I’m not terribly familiar with Japanese TV shows, but just enough to know that there is plenty of weirdness to be found on the airwaves there. The style of constantly pasting words and reaction shots on the screen are not everyone’s cup ‘o tea, but if you happen to enjoy it, and you understand Japanese, then you’ll probably get more out of this new video from Bandai Namco Amusements than most:
https://www.youtube.com/watch?v=E5hyG7dhHnk
The Unofficial Dragonball Z Pinball Machine
There’s only one of them in existence, but when the major pinball makers won’t turn your favorite franchise into a pinball table, then you’ve got to do it yourself.
Comparing PCB To Emulation On Sega’s Astro City Mini
H/T to Arcade Belgium on this one. It’s in French, but you don’t have to understand that to understand the charts 😛 Looks pretty close, but PCB comes out on top (from what parts I watched)

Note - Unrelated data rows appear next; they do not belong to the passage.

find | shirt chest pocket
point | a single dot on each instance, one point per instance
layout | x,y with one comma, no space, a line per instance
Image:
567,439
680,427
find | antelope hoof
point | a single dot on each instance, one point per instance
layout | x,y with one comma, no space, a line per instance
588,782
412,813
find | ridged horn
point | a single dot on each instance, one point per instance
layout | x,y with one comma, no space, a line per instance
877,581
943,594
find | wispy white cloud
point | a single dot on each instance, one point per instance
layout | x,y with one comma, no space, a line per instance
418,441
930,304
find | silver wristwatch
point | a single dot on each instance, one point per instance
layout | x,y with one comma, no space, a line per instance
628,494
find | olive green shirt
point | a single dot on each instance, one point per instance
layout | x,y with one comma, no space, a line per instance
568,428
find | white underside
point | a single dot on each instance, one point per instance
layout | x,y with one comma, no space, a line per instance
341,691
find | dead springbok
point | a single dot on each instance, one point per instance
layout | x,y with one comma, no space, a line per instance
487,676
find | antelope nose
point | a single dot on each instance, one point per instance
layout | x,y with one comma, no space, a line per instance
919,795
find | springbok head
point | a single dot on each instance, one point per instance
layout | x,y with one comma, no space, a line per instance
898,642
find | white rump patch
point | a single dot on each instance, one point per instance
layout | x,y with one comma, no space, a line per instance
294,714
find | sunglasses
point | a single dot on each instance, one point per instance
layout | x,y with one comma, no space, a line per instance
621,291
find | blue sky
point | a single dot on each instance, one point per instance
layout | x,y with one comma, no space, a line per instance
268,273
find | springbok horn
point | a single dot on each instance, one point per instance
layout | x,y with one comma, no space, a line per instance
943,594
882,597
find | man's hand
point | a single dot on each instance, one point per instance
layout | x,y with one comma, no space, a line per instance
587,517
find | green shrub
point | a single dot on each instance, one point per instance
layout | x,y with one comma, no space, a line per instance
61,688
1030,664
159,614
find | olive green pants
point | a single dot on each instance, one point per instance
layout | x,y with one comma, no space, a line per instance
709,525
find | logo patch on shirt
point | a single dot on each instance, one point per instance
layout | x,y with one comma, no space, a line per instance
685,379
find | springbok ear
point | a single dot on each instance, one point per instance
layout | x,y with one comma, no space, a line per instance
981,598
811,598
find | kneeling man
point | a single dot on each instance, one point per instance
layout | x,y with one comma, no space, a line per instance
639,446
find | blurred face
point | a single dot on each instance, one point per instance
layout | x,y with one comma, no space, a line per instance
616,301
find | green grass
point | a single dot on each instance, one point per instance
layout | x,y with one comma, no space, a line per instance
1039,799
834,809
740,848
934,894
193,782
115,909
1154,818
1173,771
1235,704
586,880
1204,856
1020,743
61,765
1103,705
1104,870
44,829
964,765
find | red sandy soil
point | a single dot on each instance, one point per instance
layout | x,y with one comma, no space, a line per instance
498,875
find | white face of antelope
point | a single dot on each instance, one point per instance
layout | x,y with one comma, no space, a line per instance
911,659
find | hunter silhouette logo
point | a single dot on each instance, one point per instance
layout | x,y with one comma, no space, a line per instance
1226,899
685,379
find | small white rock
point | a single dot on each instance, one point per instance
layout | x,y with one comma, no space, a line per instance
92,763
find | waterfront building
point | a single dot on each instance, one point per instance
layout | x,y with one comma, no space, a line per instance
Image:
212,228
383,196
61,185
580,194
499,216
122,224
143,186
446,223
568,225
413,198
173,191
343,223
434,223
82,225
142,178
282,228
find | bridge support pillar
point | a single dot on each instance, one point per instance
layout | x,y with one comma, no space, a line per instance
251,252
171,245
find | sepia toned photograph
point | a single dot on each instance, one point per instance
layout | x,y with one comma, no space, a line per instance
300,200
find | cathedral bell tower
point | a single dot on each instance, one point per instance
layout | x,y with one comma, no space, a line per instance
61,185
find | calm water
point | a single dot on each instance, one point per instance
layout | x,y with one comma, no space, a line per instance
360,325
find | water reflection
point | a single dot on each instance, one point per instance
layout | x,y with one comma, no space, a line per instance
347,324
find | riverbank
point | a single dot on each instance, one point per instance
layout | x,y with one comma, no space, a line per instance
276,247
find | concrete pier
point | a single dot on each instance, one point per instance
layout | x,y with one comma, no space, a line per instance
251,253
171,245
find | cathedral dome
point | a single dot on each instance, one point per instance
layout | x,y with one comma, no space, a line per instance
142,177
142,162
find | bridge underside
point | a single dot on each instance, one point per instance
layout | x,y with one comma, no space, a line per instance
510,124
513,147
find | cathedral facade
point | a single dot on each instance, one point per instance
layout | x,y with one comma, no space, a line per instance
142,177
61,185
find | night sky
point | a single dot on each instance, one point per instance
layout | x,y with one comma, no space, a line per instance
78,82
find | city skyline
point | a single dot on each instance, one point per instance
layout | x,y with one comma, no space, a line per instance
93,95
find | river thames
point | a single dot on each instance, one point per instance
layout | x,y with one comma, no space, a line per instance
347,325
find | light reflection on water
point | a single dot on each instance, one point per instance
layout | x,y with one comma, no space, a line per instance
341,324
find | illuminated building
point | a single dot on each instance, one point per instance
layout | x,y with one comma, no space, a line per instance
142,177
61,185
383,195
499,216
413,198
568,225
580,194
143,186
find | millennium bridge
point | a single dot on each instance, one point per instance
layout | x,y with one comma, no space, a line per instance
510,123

The Debate Over Arcade Ports
I hope to find some time to do a livestream video about this in the coming week, but until then, you can read some of my thoughts as well as Dustin Wilcox’s thoughts on modern arcade ports by clicking those handy hyperlinks.
To avoid a lot of repeating myself, it’s all about money at the end of the day – which also equals viability of this industry. Just because a game is hot in arcades doesn’t mean it will sell well on consoles, but that doesn’t stop people from asking. Granted, asking is fine, but sometimes there are developers who have received death threats over not porting this or that, and that’s a line that no one should cross.
Most port-beggars operate under the false assumption that arcades only exist in Japan and that they are dead everywhere else. The ones I’ve been arguing with also don’t understand (or care…maybe more of the latter) that ports are directly responsible for the declines in arcades in the first place. I could write and say more about this, but I’ll let those links suffice for now 🙂
Unfortunately, that’s all I could muster together for now…hopefully this next week is a little better with the arcade news.
There was also the seven new Arcade1up cabinets announced at CES.
Wilcox has a pretty good article on the subject, but I’m honestly thinking the real problems with hardcore gamer demographics runs a lot deeper and needs to be realized in study. I know arcades did exist well before videogaming was even a thing back in the mid 70’s and when 1999 rolled around, I saw that as one of the biggest nails in the coffin because technology caught up and developers either didn’t want to keep working on the arcade platform, or decided outside japan/asian territories wasn’t worth it. The 00’s did so much to kill locations, then surviving one’s either went classic, or turned into tourist stops where redemption and kiddie games similar to pre-70’s were becoming the norm as people were more into attractions then the video games they play at home. This was the tipping point I mentioned quite awhile back because the hardcore gamer audience ‘left’ the scene as they were no longer being provided, yet PS3 and 360 picked up the slack.
It’s this hurdle the industry has to get over to win gamers back. If you don’t provide, you won’t have an audience and playing needle in a haystack is not going to be an attractive bid to anyone.
Worthy subject to discuss.
Yeah those are more classics, but at least consumers have those titles available.